The aim is to vaccinate 70% of the population: That’s at least 8 million Belgians. Approximately 1 in 6 Belgians said they do not want to be vaccinated against coronavirus, according to a survey carried out by Ipsos on behalf of Het Nieuwsblad.

That means, however, that 83.33% do, placing Belgium above the number required.

Those who want it, might want to wait: Throwing a spanner in the works, of the nearly 1700 people asked in the same survey, only 36% want to get the vaccine as soon as possible, 47% not immediately and 17% never.

Also, Belgium doesn’t unanimously want the vaccine straight away: The survey also reveals striking differences between the desire for immediate vaccination across the regions:

  • Flanders, 42% want to be vaccinated immediately,
  • Brussels 36%,
  • Wallonia 25%

Nobody wants to say too much about the order: “Older people also have priority – as with the flu vaccine.
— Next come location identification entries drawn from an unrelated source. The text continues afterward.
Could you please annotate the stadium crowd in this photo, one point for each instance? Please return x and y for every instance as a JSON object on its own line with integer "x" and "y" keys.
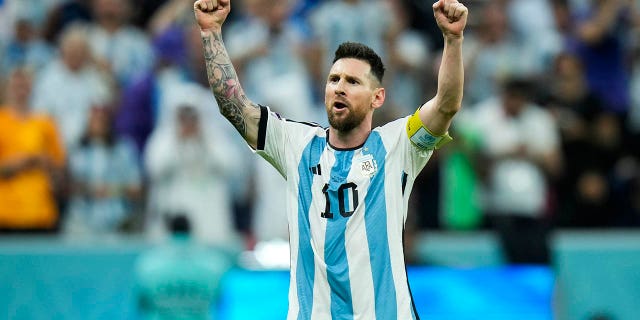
{"x": 107, "y": 125}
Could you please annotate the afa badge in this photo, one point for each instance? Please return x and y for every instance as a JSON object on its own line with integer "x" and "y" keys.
{"x": 368, "y": 165}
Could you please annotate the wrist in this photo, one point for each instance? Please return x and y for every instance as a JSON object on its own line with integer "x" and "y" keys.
{"x": 211, "y": 30}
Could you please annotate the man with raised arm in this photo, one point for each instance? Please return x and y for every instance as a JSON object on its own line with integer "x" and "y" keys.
{"x": 348, "y": 185}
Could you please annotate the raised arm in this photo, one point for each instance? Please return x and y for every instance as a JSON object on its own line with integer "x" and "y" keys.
{"x": 234, "y": 105}
{"x": 437, "y": 113}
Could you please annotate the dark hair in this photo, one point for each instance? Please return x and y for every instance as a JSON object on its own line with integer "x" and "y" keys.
{"x": 178, "y": 223}
{"x": 361, "y": 52}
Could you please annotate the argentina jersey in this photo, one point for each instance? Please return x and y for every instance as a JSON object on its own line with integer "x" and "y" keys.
{"x": 346, "y": 210}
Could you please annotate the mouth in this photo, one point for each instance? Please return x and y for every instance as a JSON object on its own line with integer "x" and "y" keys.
{"x": 340, "y": 105}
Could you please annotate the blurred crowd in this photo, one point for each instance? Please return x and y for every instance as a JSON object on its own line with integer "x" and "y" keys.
{"x": 107, "y": 125}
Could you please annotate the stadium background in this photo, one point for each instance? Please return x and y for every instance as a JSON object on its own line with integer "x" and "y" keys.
{"x": 458, "y": 267}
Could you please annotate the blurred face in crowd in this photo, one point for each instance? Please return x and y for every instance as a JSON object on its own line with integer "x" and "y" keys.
{"x": 19, "y": 88}
{"x": 74, "y": 49}
{"x": 23, "y": 31}
{"x": 513, "y": 102}
{"x": 99, "y": 122}
{"x": 350, "y": 93}
{"x": 111, "y": 11}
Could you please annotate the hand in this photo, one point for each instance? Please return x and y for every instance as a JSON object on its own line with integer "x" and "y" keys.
{"x": 451, "y": 17}
{"x": 210, "y": 14}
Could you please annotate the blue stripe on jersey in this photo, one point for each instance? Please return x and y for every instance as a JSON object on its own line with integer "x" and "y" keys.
{"x": 376, "y": 225}
{"x": 335, "y": 254}
{"x": 305, "y": 272}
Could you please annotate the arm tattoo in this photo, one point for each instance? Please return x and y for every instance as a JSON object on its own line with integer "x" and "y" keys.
{"x": 224, "y": 83}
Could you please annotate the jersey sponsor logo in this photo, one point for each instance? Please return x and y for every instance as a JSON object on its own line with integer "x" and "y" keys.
{"x": 368, "y": 165}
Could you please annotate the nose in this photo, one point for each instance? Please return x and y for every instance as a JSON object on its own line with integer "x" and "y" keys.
{"x": 339, "y": 88}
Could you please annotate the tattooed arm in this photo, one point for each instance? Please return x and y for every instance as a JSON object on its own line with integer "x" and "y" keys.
{"x": 234, "y": 105}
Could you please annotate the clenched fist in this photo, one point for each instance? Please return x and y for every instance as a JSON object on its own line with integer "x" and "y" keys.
{"x": 210, "y": 14}
{"x": 451, "y": 17}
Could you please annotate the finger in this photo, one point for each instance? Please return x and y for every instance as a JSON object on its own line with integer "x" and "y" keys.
{"x": 453, "y": 9}
{"x": 457, "y": 12}
{"x": 461, "y": 11}
{"x": 437, "y": 5}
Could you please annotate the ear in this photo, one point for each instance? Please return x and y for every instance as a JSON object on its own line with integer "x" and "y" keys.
{"x": 378, "y": 98}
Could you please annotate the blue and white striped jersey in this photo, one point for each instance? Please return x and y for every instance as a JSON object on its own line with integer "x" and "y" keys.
{"x": 346, "y": 210}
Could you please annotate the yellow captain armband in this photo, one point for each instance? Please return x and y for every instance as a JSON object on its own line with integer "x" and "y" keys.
{"x": 421, "y": 137}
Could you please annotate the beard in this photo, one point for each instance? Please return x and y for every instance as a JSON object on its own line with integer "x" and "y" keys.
{"x": 346, "y": 123}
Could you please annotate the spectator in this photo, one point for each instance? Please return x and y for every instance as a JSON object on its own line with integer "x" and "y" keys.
{"x": 71, "y": 84}
{"x": 598, "y": 39}
{"x": 180, "y": 279}
{"x": 575, "y": 109}
{"x": 336, "y": 21}
{"x": 26, "y": 48}
{"x": 492, "y": 54}
{"x": 190, "y": 167}
{"x": 521, "y": 145}
{"x": 118, "y": 45}
{"x": 32, "y": 157}
{"x": 64, "y": 14}
{"x": 142, "y": 100}
{"x": 105, "y": 178}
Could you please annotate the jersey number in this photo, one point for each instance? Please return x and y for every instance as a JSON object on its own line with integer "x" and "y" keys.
{"x": 345, "y": 187}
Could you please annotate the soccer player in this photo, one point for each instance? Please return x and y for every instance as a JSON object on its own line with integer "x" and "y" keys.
{"x": 348, "y": 185}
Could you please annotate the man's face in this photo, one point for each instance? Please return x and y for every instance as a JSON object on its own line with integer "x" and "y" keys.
{"x": 349, "y": 93}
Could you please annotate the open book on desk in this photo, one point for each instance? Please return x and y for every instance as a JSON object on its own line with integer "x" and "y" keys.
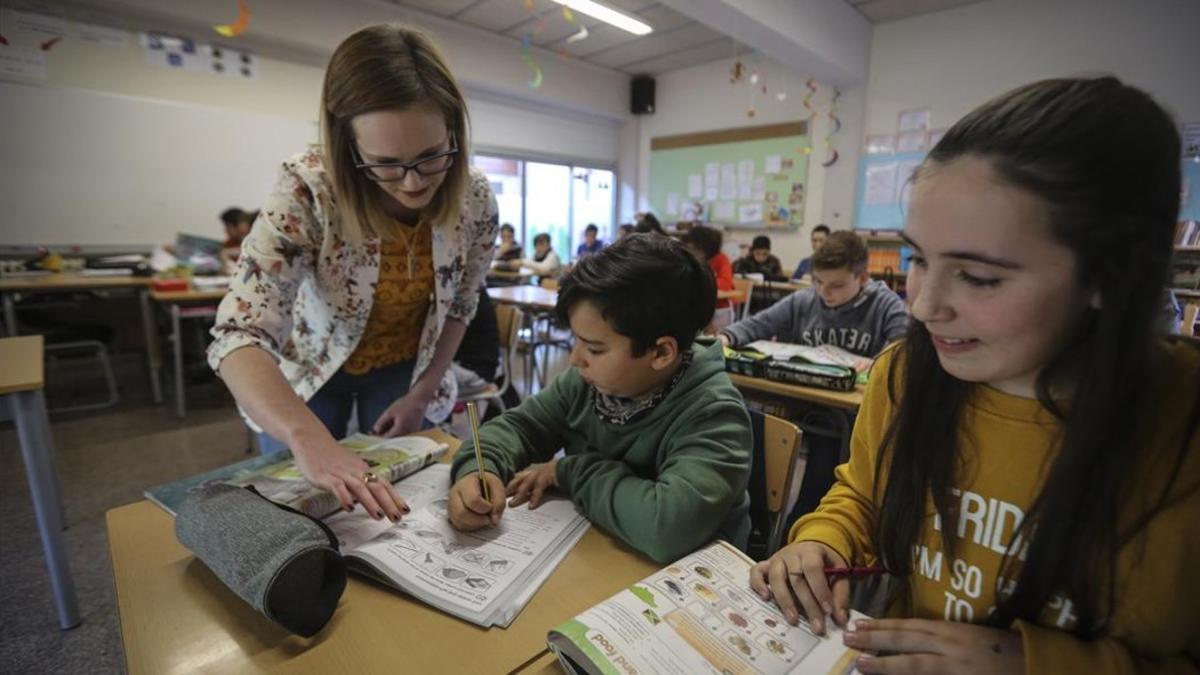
{"x": 277, "y": 478}
{"x": 697, "y": 616}
{"x": 485, "y": 577}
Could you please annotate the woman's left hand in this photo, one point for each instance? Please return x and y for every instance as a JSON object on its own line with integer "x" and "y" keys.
{"x": 918, "y": 645}
{"x": 403, "y": 416}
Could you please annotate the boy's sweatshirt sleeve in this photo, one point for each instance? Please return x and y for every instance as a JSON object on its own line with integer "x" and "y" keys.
{"x": 527, "y": 434}
{"x": 701, "y": 477}
{"x": 775, "y": 321}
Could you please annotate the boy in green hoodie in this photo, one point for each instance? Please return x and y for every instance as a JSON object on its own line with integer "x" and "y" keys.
{"x": 657, "y": 440}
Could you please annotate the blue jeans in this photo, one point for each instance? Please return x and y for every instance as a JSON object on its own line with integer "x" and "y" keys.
{"x": 373, "y": 392}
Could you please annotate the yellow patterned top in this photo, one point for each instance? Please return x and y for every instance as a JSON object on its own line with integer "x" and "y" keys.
{"x": 401, "y": 302}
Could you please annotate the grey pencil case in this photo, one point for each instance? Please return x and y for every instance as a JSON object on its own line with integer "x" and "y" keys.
{"x": 283, "y": 562}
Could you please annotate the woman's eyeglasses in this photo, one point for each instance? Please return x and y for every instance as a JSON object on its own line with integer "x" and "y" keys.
{"x": 393, "y": 172}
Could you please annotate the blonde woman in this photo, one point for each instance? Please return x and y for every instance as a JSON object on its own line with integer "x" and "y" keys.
{"x": 358, "y": 280}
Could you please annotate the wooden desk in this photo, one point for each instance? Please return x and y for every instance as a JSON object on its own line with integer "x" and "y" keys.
{"x": 75, "y": 281}
{"x": 21, "y": 383}
{"x": 533, "y": 297}
{"x": 175, "y": 302}
{"x": 178, "y": 617}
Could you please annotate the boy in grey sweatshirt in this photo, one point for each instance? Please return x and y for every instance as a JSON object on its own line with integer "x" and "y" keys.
{"x": 844, "y": 308}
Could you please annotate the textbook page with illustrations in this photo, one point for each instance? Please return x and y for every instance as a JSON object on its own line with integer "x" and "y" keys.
{"x": 277, "y": 478}
{"x": 485, "y": 577}
{"x": 697, "y": 616}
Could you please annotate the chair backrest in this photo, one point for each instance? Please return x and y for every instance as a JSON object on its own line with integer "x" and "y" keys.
{"x": 744, "y": 287}
{"x": 775, "y": 478}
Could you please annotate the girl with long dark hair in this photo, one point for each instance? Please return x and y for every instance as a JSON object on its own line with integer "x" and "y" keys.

In any case, there is still a lot to clear up, because the first consignments of vaccines will probably be delivered in small quantities,” said Vandenbroucke.

“I know how much fuss it can lead to if you communicate too early,” said Van Ranst. “But I don’t want to do it yet because the order may change depending on the characteristics of the vaccines. Something we don’t know yet, for example, is how well they work in the different age groups. Without that information, you can’t really say anything about it yet. But we are working on it.

People will be vaccinated in groups: As it will come in multidose vials which must be administered on the same day, citizens will be vaccinated in groups as much as possible. 

There needs to be a vaccine: Candidates keep appearing, but “at the earliest at the beginning of next year, the first vaccines will be delivered in limited quantities”. Belgium is part of the European purchase procedure for the COVID-19 vaccines, in which the European Commission is negotiating with the companies on behalf of the Member States.

There will be a taskforce: Scientists, representatives of federal and state administrations, crisis managers, and representatives of professional organisations and technical working groups will make up Belgium’s taskforce

This task force will be tasked with identifying, allocating and supporting all necessary actions to implement the vaccination strategy.

And any strategy is impacted by the vaccine that we end up getting: According to Van Ranst, a distribution strategy for the vaccines is already in full swing. “But that too depends in part on what the final choice will be,” he says. “For vaccines that you have to keep at -80 degrees, you will need a different strategy and logistics than for vaccines that you can just keep in the fridge.”